Victim of MRSA and poor treatment.

NYU
By Dr. Marc Siegel
October 31, 2007

RX FOR THE 'SUPERBUG'

THE much-publicized Oct. 14 death of 12-year-old Omar
Rivera from a festering leg wound has led to too much focus on the so-called
superbug and not enough on the delay of diagnosis and the poor medical
treatment he received. Zooming in on this poor Brooklyn boy distorts the
true overall public-health picture.
The "superbug" is nothing new. The Centers for Disease Control this month
published a report documenting 94,000 cases of serious Methicillin-resistant
Staphylococcus aureus (MRSA) infection, with 19,000 deaths in 2005, but this
bacteria has been common in hospitals for decades.

In fact, the vast majority of these infections (85 percent) occur in
hospitals. The most threatened are patients who are already sick or whose
immune systems are compromised from other diseases. Yet across the city,
people are paying more attention to their bumps and boils than ever before.

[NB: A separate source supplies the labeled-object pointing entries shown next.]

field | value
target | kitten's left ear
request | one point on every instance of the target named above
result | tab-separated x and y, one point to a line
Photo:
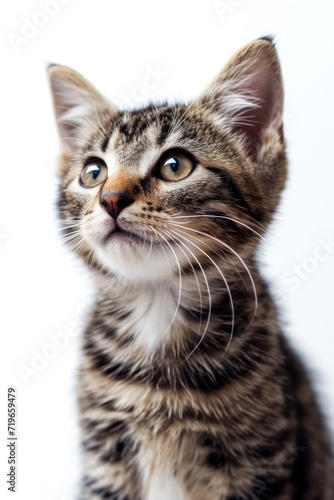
247	96
78	105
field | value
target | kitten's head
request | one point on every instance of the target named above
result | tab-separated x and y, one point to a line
148	192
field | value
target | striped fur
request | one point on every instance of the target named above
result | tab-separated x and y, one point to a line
188	389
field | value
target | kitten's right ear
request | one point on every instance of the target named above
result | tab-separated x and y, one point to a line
78	106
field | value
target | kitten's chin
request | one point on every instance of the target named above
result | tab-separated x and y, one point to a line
136	261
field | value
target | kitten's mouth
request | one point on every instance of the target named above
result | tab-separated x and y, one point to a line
118	234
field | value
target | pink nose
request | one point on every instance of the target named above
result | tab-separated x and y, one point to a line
114	202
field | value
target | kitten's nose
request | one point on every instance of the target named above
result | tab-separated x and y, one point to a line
114	202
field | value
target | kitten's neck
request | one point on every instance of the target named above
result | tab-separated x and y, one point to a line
173	318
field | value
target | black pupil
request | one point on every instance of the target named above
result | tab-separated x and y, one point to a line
174	164
95	172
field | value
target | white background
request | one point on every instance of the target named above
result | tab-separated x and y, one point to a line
44	291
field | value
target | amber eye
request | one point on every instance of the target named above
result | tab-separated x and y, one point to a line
94	173
175	167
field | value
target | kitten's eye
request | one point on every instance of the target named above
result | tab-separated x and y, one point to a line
175	167
94	173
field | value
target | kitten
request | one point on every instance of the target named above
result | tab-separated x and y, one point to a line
187	389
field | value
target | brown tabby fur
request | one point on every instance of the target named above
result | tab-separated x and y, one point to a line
186	378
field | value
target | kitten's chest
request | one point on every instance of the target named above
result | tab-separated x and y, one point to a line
150	316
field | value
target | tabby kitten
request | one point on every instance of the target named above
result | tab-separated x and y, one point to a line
187	388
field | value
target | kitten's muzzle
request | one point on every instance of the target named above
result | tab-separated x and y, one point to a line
115	202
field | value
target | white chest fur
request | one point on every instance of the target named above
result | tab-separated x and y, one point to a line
164	487
153	311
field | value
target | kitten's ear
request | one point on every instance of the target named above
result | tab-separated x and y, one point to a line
247	96
78	105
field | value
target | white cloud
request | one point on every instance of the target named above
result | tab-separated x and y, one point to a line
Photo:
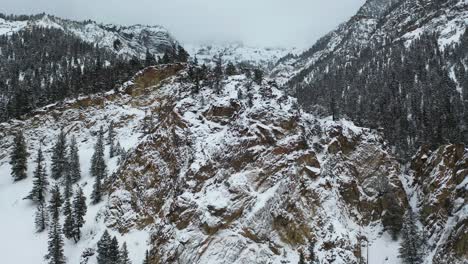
254	22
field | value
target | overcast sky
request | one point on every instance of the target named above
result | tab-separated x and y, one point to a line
254	22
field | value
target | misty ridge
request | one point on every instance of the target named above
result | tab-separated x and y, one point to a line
234	132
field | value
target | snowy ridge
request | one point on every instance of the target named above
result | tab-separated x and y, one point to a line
211	172
127	41
237	53
379	21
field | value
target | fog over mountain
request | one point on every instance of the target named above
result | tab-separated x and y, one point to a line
261	23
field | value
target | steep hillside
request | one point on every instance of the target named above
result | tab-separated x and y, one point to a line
395	66
127	41
239	176
381	22
253	57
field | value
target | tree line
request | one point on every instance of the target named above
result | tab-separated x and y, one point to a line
416	95
69	201
40	66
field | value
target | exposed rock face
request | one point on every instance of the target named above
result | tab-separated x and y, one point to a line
377	21
245	176
126	41
222	181
442	182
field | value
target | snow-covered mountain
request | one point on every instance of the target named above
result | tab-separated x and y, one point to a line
127	41
231	169
237	176
264	58
379	21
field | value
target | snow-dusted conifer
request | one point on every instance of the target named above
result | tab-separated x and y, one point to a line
124	259
111	140
18	158
98	168
114	252
59	158
103	250
55	253
74	162
41	217
79	211
55	202
147	258
411	249
68	223
40	181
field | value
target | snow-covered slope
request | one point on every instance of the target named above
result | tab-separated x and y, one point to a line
237	53
243	176
382	22
240	176
127	41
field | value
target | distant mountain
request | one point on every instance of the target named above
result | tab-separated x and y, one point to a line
257	57
127	41
379	21
45	59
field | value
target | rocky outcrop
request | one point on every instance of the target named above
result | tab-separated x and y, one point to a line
221	180
441	178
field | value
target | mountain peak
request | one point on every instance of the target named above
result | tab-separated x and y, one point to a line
376	8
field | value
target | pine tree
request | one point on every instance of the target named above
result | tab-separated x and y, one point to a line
218	73
301	258
311	253
124	259
231	69
411	249
55	202
79	211
103	250
41	218
40	182
19	158
114	252
149	59
111	140
98	169
258	76
74	162
182	54
68	223
55	250
147	258
59	161
68	188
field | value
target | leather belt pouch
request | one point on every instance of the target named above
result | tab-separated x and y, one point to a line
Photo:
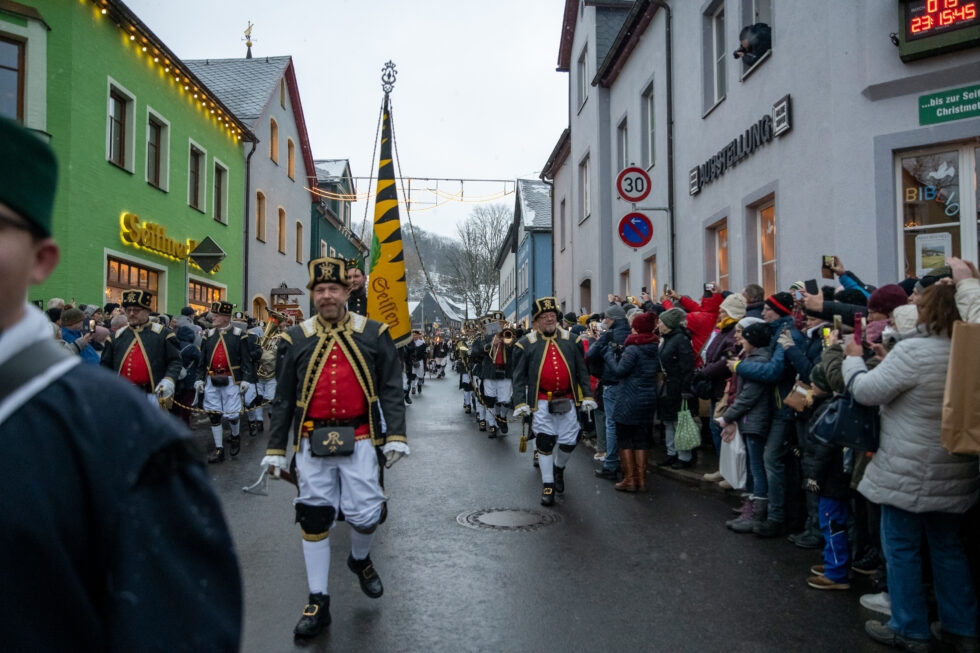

The CDC is concerned that the strains circulating in the wider world may be
more virulent and cause more skin infections - but further studies must be
done to check out that fear.

Most important is the fact that almost all MRSA cases are treatable,
especially when recognized early. I've successfully identified and treated
many staph infections that turned out to be MRSA, and so have countless
other physicians.

Worry about the superbug is far more virulent than the bacteria. A neighbor
buttonholed me the other day asking for reassurance that the superbug
wouldn't get her - but then was afraid to shake my hand because she knew I
worked in a hospital, where the "superbug" is supposedly rampant.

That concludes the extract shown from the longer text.